Mit glühendem Gesicht wende ich mich von dem Bild ab.
Dann steige ich ins letzte Stockwerk des Turms hoch, in die Kristallkugel.
In gleißendes Licht.
Die Kugel ist nicht glatt, sie ist aus Tausenden von winzigen Vielecken zusammengesetzt. Da sich das Sonnenlicht in jedem
einzelnen von ihnen bricht, ist es auf einmal viel heller. Als ob ich in Abertausenden von Sonnen stehen würde.
Ich trete an die gewölbte Wand heran, lehne mich gegen sie, verschmelze mit ihr, spreize die Beine, breite die Arme aus und umfasse das Licht.
Die Sonne in den Augen.
Die Welt unter mir.
Es ist schwer, durchs Licht hindurchzusehen.
Doch da unten liegen die Paläste und Wolkenkratzer Deeptowns, die Brücken, Straßenüberführungen, Plätze, Straßen, Parks, Gärten, Schwimmbecken und Alleen. Hier scheint die Sonne, dort regnet es. Dort tagt es gerade, da bricht gerade die Nacht herein.

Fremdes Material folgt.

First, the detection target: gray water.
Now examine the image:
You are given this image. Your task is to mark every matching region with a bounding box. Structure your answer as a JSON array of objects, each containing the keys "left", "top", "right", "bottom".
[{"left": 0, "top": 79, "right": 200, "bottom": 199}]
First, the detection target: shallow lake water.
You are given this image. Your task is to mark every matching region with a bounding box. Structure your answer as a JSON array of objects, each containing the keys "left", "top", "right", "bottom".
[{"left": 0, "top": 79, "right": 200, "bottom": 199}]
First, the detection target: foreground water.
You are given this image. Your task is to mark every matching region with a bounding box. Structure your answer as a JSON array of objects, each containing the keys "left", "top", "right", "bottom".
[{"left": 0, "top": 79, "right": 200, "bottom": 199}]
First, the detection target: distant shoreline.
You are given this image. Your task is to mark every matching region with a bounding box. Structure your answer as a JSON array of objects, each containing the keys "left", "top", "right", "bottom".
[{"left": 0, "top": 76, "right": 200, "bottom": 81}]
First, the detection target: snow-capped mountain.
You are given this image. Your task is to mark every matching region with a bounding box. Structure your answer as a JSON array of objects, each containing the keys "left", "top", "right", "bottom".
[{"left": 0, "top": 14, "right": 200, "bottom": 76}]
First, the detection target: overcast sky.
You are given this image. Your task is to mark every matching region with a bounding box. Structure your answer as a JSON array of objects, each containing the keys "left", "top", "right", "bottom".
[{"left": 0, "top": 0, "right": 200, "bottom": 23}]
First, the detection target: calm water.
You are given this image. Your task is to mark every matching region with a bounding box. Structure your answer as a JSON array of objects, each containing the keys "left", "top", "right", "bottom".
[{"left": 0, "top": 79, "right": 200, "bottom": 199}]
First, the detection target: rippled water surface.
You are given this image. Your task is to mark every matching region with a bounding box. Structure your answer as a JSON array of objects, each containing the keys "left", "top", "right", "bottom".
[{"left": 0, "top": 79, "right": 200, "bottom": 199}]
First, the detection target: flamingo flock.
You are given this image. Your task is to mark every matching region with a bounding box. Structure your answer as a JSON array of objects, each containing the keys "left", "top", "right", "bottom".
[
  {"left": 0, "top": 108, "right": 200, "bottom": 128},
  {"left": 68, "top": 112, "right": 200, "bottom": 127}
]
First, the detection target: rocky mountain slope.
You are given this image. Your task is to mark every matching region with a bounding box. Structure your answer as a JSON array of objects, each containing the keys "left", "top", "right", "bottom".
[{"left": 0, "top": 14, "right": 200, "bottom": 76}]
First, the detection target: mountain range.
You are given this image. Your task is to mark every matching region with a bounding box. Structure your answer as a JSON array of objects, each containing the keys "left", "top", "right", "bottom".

Ja, wir sind tatsächlich nur ein Spiegelbild der realen Welt. Mit dem einzigen Unterschied, dass wir ein etwas groteskes und konzentriertes, ein etwas körperhafteres Spiegelbild sind.
Ich hole den Pager raus, auf dem nach wie vor neben den Namen der anderen ein Licht schimmert, weil sie auf meinen Anruf warten. Dick hat jedoch immer noch keine Verbindung mit mir aufgenommen. Gut, ich würde später anrufen.
Habe den Tempel gefunden, simse ich an Ilja. Adresse anbei.
Dann drücke ich auf den Knopf Adresse hinzufügen . Jetzt, wo sich der Tempel in Deeptown materialisiert hat, gibt es endlich eine Adresse. Sie wird automatisch an meine Nachricht angeheftet.
Das dürfte es gewesen sein. Jetzt kann ich nur noch warten.
Bis der Brief eintrifft, den ein Freund aufgegeben hatte, der inzwischen tot ist. Bis ich wissen werde, was Deeptown auszulöschen vermag. Vielleicht werde ich mit diesem Wissen Dibenko erpressen. Vielleicht werde ich aber auch bloß einen Skandal lostreten.
Doch in jedem Fall würde ich mich rächen.
Gerade als ich den Pager wieder wegstecken will, fängt er an, sanft zu vibrieren. Da ich den Bitte-nicht-stören -Modus aktiviert habe, teilt mir das Programm auf diese Weise mit, dass ich eine Nachricht erhalten habe.
Ob sie von Crazy ist?
Ich werfe einen Blick aufs Display: Niemand, der im Adressbuch auftaucht.
Sicher, ich sollte die SMS besser erst nachher lesen, sie würde sich schon nicht in Luft auflösen. Aber …
… ein wenig Neugier schadet nie.
Ich rufe die Informationen über den Absender ab.
Sie sind ausgesprochen dürftig.
Dmitri D.
Ein leichtes Zittern erfasst mich.
Ich rufe die SMS ab. Leonid! Wir müssen miteinander reden!
Das Symbol für den Brief erlischt, stattdessen leuchtet ein Telefonhörer auf.